End Games speaks poignantly of the deceptions of the working world, most so when Zen thinks to himself: ”But I do have a vocation … it’s this stupid, meaningless, utterly compromised job that I try to do as well as I can.” That has been Zen’s daily struggle, for the series essentially is a profound examination of the state of the Italian State.

In this Dibdin was influenced by the Sicilian master, Leonardo Sciascia, who wrote masterly fiction that was simplistically labelled and superficially reviewed as crime fiction. In reality Sciascia was critiquing conceptions of justice and the political situation in Italy.

Of Sciascia’s novels, arguably it is To Each His Own (A ciascuno il suo, 1966) that was most inspirational. Its protagonist, the teacher Paolo Laurana, approaches the crime as a mystery to be solved, not as a matter to be reported to the police: he does not believe in the official judicial machinery any more than does Zen.

Italo Calvino wrote to Sciascia of To Each His Own: ”I have read your detective novel, which is not a detective novel, with the passion with which one reads detective novels and with the added pleasure of seeing how the detective novel is dismantled.”

That experience is integral to reading Dibdin, though he is perhaps not as iconoclastic as his Sicilian totem. He is, however, as caustic.

In the later Zen novels, Dibdin is also scathingly satirical, though never dystopian.

The penultimate Back to Bologna sees the horrors of Italian celebrity TV and the absurd heights of postmodernism skewered simultaneously in a cook-off between the Singing Chef, Romano Rinaldi, and world-renowned academic Professor Edgardo Ugo (did someone say Umberto Eco?), master of post-meaning culture.

If the attack on TV is Felliniesque, End Games sees a Fellini-like film maker, Aldobrandini, revelling in the glories of a ”silver at Venice back in the 1960s” while reclining on his yacht in preparation for shooting a movie based on the Bible’s concluding section, the Book of Revelations.

The roué director is making the film for mega-rich, retired code warrior (read: computer geek) Jake Daniels. Having settled in Seattle, Dibdin perfectly captures the geek-speak, as when Jake reads a leaflet to combat transatlantic boredom and thinks: ”Linear reading! In treeware format! It was just too weird.”

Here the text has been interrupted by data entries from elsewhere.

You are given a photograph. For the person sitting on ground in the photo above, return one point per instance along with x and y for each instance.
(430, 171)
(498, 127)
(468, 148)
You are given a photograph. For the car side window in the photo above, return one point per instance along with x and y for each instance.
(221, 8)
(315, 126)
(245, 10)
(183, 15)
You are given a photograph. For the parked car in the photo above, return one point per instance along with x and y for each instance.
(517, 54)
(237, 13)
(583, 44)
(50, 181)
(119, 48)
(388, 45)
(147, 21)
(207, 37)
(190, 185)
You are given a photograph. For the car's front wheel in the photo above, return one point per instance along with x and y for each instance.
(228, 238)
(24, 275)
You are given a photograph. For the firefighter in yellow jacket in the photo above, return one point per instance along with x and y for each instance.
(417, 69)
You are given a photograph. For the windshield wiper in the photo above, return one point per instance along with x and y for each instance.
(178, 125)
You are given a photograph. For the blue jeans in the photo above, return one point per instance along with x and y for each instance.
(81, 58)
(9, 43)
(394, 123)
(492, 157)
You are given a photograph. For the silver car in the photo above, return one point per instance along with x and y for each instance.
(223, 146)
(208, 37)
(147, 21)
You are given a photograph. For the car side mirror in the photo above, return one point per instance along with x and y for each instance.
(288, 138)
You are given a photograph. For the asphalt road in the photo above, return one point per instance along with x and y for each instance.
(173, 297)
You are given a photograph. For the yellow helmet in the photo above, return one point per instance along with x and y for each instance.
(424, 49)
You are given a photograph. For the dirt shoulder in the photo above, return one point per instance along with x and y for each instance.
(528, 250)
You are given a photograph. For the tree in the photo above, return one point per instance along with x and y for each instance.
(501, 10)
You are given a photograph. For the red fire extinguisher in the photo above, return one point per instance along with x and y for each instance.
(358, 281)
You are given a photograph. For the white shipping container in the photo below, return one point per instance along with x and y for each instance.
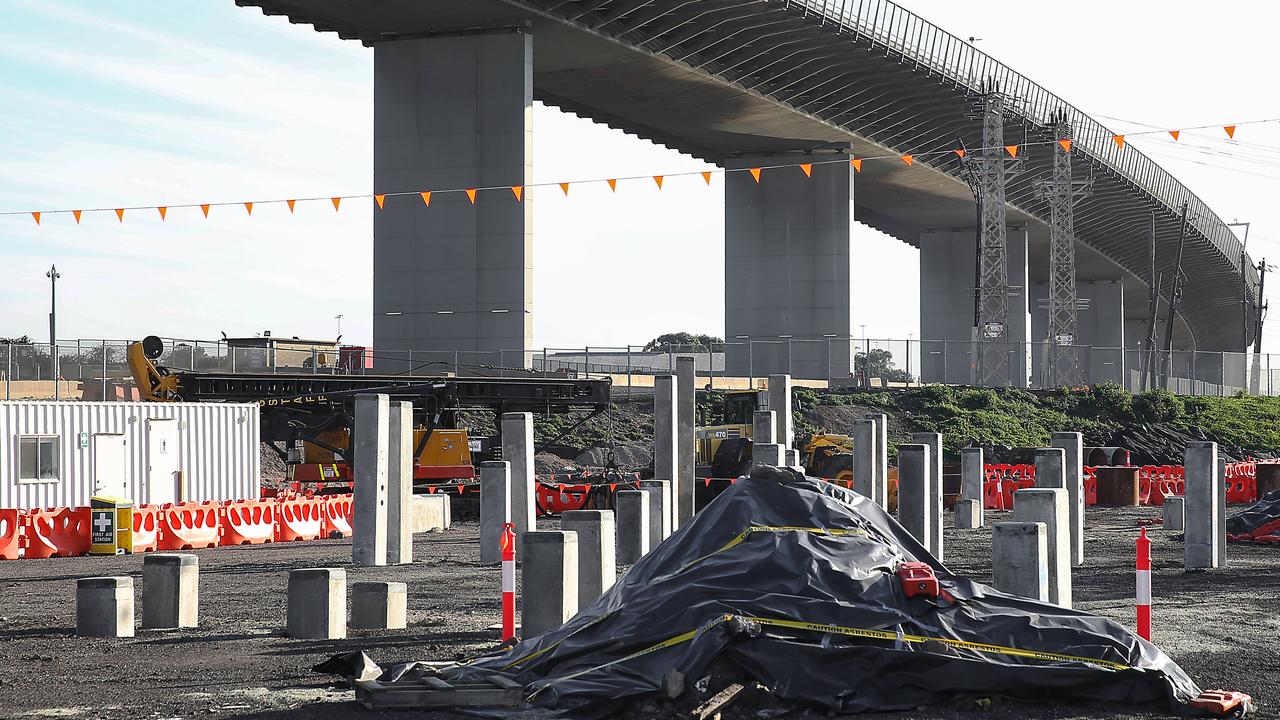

In the treeware format that readers will savour in this final Dibdin, there are many pleasures. The late Dibdin style, a collage of characters and seemingly unconnected incidents, is mischievously inventive. It allows also for delicious asides, such as how to pronounce Aurelio (perhaps long overdue — as well as indicating Zen’s potential United States readership) and the pernicious effect of the southern Italian love of tomatoes on global ideas about Italian cuisine. More seriously, there is corrosive criticism of US obsessions and modus operandi. Prevailing is the sense that Dibdin believed crime novels — or his, at least — are spoilt by short-sighted focus on plot.

Zen, as always, is the outsider, come to a new part of Italy (this time it is the boot, Calabria). In other senses, it is a return to the beginning, the first Zen mystery, Ratking (1988), because a hostage has been taken. Read into that symmetry what you will, but know that in End Games, Zen and Dibdin are at their best.